Enchufa2 commented Sep 5, 2017

This is the shortest version I managed to get so far:

code <- '
// [[Rcpp::depends(RcppArmadillo)]]
#include <RcppArmadillo.h>

void func() {
  double infinite = arma::datum::inf;
}

// [[Rcpp::export]]
SEXP create_pntrs() {
  typedef void (*funcPtr)();
  return Rcpp::XPtr<funcPtr>(new funcPtr(&func));
}'

for (i in 1:10) {
  print(paste0("iteration ", i))
  Rcpp::sourceCpp(code = code, rebuild = TRUE)
  pntrs <- create_pntrs()
  # this seems to be crucial
  a <- matrix(1000^2, 1000, 1000)
}

@eddelbuettel
Copy link

Another issue: changing code under the same filename may be a bad idea.

Maybe just append the iteration number, or the Sys.time() as an int, or a random draw, to the filename?

@Enchufa2
Copy link

Enchufa2 commented Sep 5, 2017

I don't understand what's the problem with arma::datum::inf. Another version just with the minimum code from Armadillo that triggers the segfault:

code <- '
#include <Rcpp.h>

class Datum_helper {
public:
  static double inf() { return 0; }
};

template<typename eT>
class Datum {
public:
  static const eT inf;
};

template<typename eT> const eT Datum<eT>::inf = Datum_helper::inf();

void func() {
  double infinite = Datum<double>::inf;
}

// [[Rcpp::export]]
SEXP create_pntrs() {
  typedef void (*funcPtr)();
  return Rcpp::XPtr<funcPtr>(new funcPtr(&func));
}'

for (i in 1:10) {
  print(paste0("iteration ", i))
  Rcpp::sourceCpp(code = code, rebuild = TRUE)
  pntrs <- create_pntrs()
  # this seems to be crucial
  a <- matrix(1000^2, 1000, 1000)
}

@Enchufa2
Copy link

Enchufa2 commented Sep 5, 2017

And for the record, I'm unable to cause a segfault with clang.

@helske
Copy link
Owner Author

helske commented Sep 5, 2017

I don't think the issue is really about arma::datum::inf, that just happens to trigger something in similar way as the independent matrix construction. Like I said, originally I stumbled upon this issue with bssm package and I am pretty sure that there we have some cases where none of the user-supplied functions use `arma::datum::inf. Although there might be infs in the MCMC codes which use these functions.

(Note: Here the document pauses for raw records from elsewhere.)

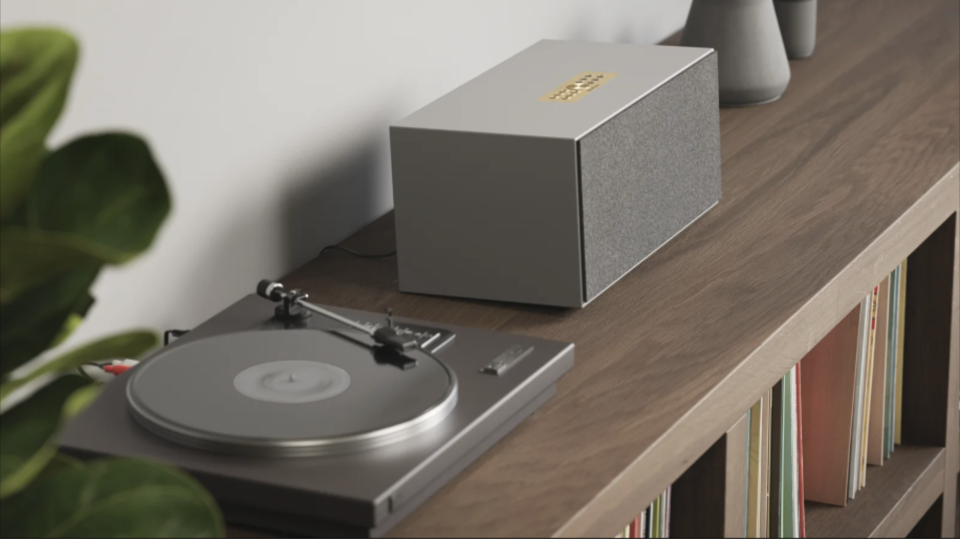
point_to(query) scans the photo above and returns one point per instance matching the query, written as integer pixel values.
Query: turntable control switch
(510, 357)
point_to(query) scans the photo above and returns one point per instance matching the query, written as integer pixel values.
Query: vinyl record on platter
(300, 392)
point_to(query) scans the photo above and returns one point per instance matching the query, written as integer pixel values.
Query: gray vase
(752, 60)
(798, 24)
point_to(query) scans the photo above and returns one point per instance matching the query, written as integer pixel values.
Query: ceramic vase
(798, 24)
(752, 60)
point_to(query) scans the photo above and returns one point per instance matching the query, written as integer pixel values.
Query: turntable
(320, 421)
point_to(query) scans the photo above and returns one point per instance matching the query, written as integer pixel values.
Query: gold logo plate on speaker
(576, 88)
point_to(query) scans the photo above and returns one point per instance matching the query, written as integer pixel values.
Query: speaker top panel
(556, 89)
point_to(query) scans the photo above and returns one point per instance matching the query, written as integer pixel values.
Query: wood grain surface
(895, 499)
(824, 192)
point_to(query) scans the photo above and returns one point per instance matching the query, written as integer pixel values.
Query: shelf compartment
(897, 495)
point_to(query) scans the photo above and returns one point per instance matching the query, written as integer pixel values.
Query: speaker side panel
(648, 173)
(487, 216)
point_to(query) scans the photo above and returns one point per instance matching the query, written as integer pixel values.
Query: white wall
(269, 118)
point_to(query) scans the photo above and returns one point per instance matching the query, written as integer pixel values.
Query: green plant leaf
(105, 192)
(128, 345)
(28, 431)
(36, 65)
(35, 319)
(113, 498)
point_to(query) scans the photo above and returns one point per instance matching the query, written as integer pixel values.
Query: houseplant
(64, 214)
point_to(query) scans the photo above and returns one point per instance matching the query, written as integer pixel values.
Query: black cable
(355, 253)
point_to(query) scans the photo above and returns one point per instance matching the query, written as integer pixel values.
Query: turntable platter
(285, 393)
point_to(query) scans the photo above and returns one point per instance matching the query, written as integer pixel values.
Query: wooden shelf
(824, 192)
(896, 496)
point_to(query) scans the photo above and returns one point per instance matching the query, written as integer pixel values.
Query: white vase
(751, 57)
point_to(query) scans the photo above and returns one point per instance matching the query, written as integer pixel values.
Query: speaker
(547, 178)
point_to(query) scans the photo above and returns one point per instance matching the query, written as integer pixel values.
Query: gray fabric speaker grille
(648, 173)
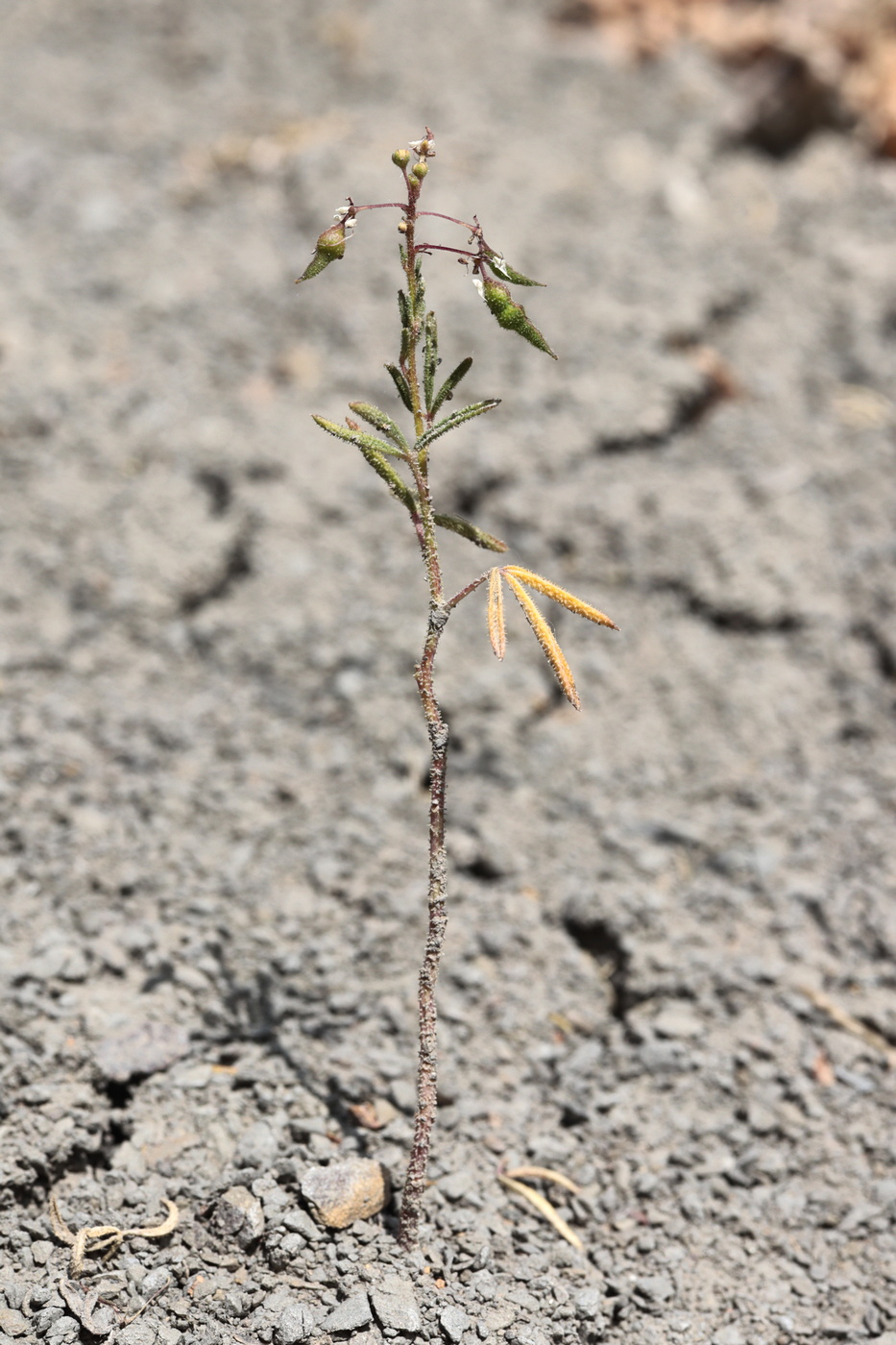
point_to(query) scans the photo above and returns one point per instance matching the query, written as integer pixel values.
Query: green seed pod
(506, 272)
(512, 315)
(329, 246)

I can't be certain, but I have a feeling that we also have some (complex) cases where we get a segfault even when we are not compiling the same file twice but two different files which contain (some) functions with same names.

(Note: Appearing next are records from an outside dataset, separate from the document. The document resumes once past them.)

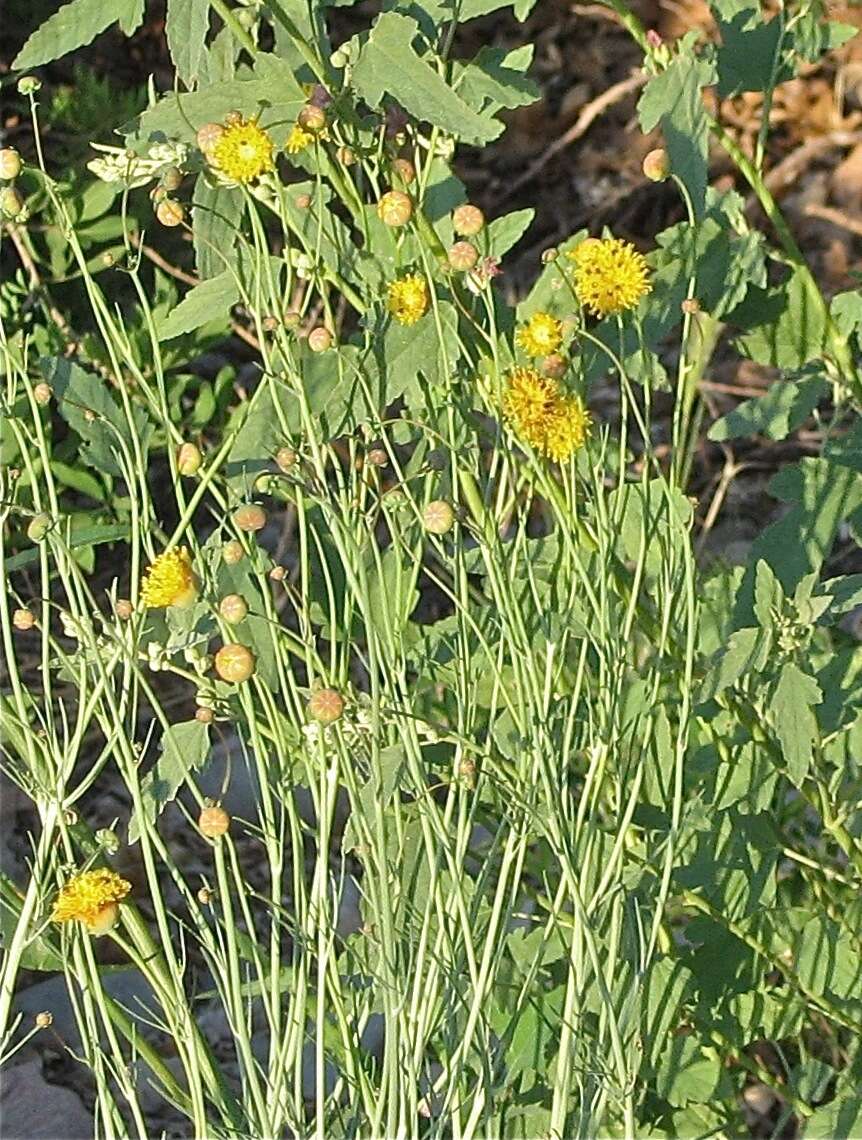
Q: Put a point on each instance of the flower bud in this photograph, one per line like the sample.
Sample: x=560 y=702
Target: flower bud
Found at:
x=250 y=518
x=657 y=165
x=9 y=163
x=11 y=203
x=213 y=822
x=188 y=458
x=208 y=136
x=233 y=552
x=286 y=458
x=170 y=212
x=311 y=117
x=233 y=609
x=326 y=706
x=23 y=620
x=463 y=255
x=395 y=209
x=438 y=516
x=319 y=339
x=172 y=178
x=234 y=662
x=39 y=527
x=405 y=170
x=468 y=220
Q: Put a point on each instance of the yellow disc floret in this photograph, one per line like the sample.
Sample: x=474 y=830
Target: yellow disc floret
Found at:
x=543 y=414
x=610 y=275
x=243 y=152
x=91 y=897
x=541 y=335
x=170 y=580
x=407 y=299
x=298 y=139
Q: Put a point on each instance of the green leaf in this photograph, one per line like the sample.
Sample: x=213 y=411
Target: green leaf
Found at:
x=389 y=64
x=747 y=57
x=216 y=217
x=185 y=748
x=787 y=327
x=186 y=26
x=673 y=100
x=86 y=404
x=75 y=25
x=780 y=410
x=794 y=721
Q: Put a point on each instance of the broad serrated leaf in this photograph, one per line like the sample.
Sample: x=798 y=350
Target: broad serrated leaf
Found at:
x=673 y=99
x=791 y=715
x=786 y=326
x=389 y=64
x=75 y=25
x=184 y=749
x=86 y=404
x=185 y=27
x=781 y=409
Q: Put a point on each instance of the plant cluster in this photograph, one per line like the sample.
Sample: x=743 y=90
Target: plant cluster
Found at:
x=400 y=579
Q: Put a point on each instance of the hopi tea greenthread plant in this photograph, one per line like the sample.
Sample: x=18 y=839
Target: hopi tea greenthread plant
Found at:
x=405 y=619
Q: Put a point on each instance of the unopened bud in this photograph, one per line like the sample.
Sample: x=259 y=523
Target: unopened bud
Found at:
x=170 y=212
x=326 y=706
x=319 y=339
x=395 y=208
x=213 y=822
x=23 y=620
x=188 y=458
x=468 y=220
x=9 y=163
x=657 y=165
x=233 y=609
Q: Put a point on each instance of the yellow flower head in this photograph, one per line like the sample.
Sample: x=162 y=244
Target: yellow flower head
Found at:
x=170 y=580
x=298 y=139
x=543 y=414
x=91 y=897
x=243 y=152
x=541 y=335
x=610 y=275
x=407 y=299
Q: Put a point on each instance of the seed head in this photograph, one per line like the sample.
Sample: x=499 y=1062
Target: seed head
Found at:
x=9 y=163
x=235 y=662
x=438 y=516
x=23 y=620
x=250 y=518
x=463 y=255
x=657 y=165
x=188 y=458
x=468 y=220
x=233 y=552
x=233 y=609
x=319 y=339
x=395 y=209
x=213 y=822
x=326 y=706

Just to be clear, I am not doing any automatic modifications to cpp files or any iterations in loop, true workflow is more like here:

sourceCpp("model.cpp")
pntrs <- create_pntrs()
model <- sde_ssm(y, pntrs$drift, pntrs$diffusion, pntrs$ddiffusion)
out <- run_mcmc(model, ...)
...
# check results, do something, modify the model
...
sourceCpp("model.cpp", rebuild = TRUE)
pntrs <- create_pntrs()
model <- sde_ssm(y, pntrs$drift, pntrs$diffusion, pntrs$ddiffusion)
out <- run_mcmc(model, ...) #segfault! but not always...

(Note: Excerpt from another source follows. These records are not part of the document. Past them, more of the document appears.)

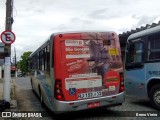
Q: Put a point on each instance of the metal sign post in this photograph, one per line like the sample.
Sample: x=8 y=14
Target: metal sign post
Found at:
x=8 y=38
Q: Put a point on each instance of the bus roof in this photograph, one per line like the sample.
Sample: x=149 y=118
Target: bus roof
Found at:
x=144 y=32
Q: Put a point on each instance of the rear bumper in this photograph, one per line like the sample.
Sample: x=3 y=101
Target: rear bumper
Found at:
x=67 y=106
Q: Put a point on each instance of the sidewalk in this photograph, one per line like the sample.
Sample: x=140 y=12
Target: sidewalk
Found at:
x=13 y=102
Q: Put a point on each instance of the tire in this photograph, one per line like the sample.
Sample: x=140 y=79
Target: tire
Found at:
x=154 y=96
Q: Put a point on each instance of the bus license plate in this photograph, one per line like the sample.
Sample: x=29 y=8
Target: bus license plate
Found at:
x=90 y=95
x=93 y=105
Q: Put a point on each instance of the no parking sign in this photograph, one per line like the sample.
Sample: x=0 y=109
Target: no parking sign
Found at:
x=8 y=37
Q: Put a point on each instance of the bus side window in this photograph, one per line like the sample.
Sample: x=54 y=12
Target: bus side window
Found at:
x=135 y=52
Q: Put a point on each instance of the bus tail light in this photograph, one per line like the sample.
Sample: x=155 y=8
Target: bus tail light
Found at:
x=58 y=90
x=121 y=87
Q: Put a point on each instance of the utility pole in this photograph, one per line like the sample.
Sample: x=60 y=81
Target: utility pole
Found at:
x=7 y=65
x=15 y=61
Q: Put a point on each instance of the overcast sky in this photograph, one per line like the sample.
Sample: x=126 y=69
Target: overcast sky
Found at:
x=35 y=20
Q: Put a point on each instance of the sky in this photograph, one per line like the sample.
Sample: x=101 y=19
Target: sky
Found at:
x=36 y=20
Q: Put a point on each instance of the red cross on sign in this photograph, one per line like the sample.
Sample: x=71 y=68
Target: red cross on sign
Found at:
x=8 y=37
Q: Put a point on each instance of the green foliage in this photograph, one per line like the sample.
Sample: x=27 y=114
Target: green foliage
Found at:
x=23 y=63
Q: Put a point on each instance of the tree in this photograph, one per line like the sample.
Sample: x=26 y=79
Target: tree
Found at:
x=23 y=64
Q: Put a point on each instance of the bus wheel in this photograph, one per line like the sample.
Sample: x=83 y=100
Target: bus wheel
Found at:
x=155 y=96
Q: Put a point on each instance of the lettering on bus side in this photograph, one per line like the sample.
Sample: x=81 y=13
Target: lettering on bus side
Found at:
x=154 y=72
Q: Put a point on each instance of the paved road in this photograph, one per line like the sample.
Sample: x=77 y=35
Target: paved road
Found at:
x=28 y=101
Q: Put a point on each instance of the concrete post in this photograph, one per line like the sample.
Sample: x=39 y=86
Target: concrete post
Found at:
x=7 y=79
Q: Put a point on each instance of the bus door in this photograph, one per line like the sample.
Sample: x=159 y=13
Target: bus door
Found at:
x=86 y=71
x=134 y=68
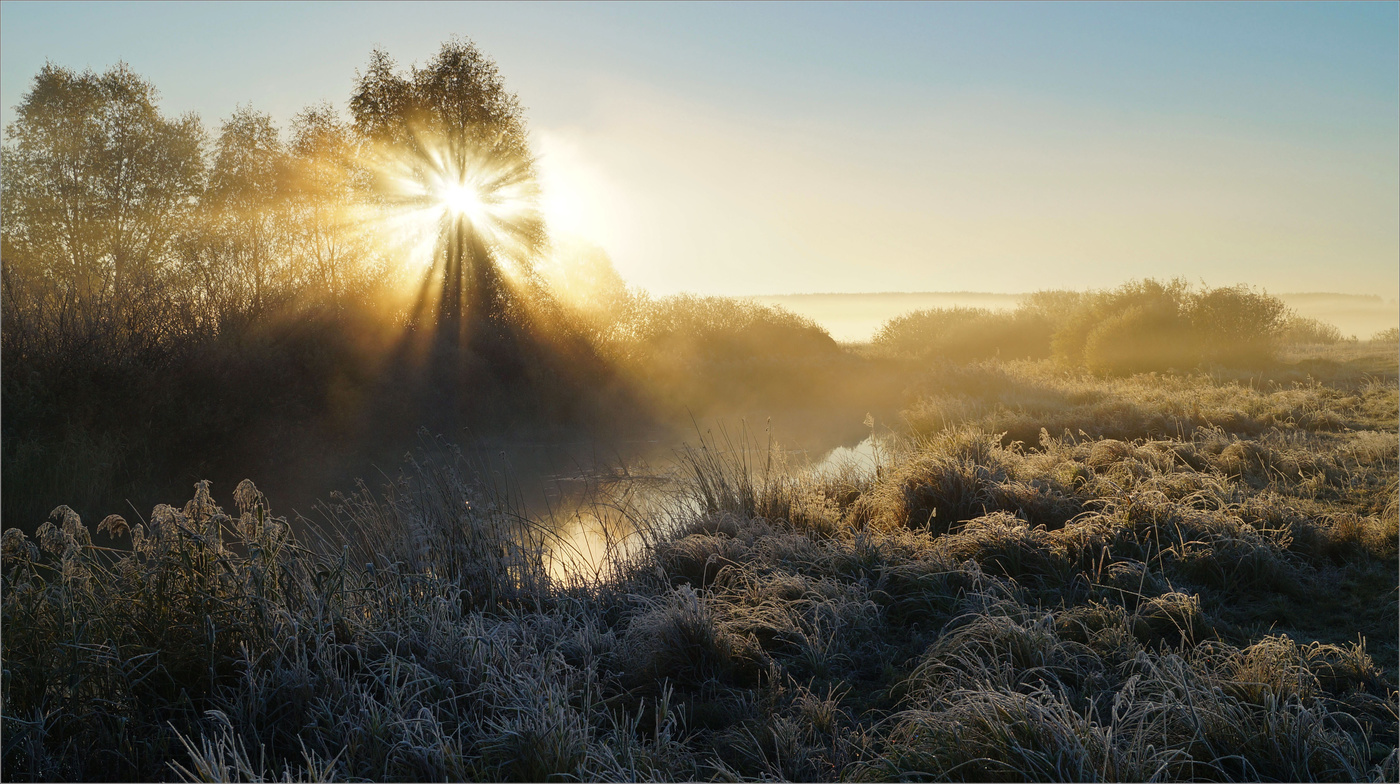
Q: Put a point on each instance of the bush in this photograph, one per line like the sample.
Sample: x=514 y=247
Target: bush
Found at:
x=966 y=333
x=1154 y=326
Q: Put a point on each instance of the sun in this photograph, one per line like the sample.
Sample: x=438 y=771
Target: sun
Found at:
x=462 y=199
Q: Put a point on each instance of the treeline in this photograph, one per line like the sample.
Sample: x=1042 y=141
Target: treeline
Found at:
x=181 y=304
x=1140 y=326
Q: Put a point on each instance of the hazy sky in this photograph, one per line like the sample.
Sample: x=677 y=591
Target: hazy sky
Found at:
x=744 y=149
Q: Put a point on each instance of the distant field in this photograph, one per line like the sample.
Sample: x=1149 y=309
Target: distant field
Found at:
x=853 y=318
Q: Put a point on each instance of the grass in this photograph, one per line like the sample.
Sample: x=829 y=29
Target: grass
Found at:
x=1047 y=577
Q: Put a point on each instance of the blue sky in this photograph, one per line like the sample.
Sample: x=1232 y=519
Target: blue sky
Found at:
x=864 y=147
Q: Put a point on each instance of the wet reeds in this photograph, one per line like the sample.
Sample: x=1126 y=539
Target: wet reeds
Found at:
x=1183 y=578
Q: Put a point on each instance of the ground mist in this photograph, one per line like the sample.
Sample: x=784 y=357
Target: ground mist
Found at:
x=1183 y=576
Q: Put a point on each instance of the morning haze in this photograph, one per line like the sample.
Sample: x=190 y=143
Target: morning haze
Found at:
x=639 y=392
x=889 y=147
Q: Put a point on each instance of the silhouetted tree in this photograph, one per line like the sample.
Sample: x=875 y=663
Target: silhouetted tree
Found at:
x=454 y=122
x=245 y=200
x=97 y=182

Of course it could make more sense to always save each model version as a new file but in exploratory phase that feels like old school version control. ;)

And I'm pretty sure one of my coworkers experiencing this issue is using clang with OSX.

@eddelbuettel
Copy link

Could you alter the code to not repeat function names / file names when doing repeated compiliations? I have the feeling we are violating some unspoken agreement.

@helske
Copy link
Owner Author

helske commented Sep 5, 2017

Yes I could, and although I had a feeling that I previously got segfault with different file names, at least so far I haven't been able to reproduce that. So yes it seems to caused by repeated compilation of same file (modified or not).

@Enchufa2
Copy link

Enchufa2 commented Sep 5, 2017

And I'm pretty sure one of my coworkers experiencing this issue is using clang with OSX.

Have you double-checked this? Just to be reasonably sure that this is not a compiler issue.

@helske
Copy link
Owner Author

helske commented Sep 5, 2017

I am in a process of double checking it, but actually after looking old emails he is probably not using clang after all as he had some problems with clang and openmp in the past.

@Enchufa2
Copy link

Enchufa2 commented Sep 5, 2017

I don't think the issue is really about arma::datum::inf.

I'm not a C++ expert, but calling a class static method from a templated static initialisation sounds like trouble to me.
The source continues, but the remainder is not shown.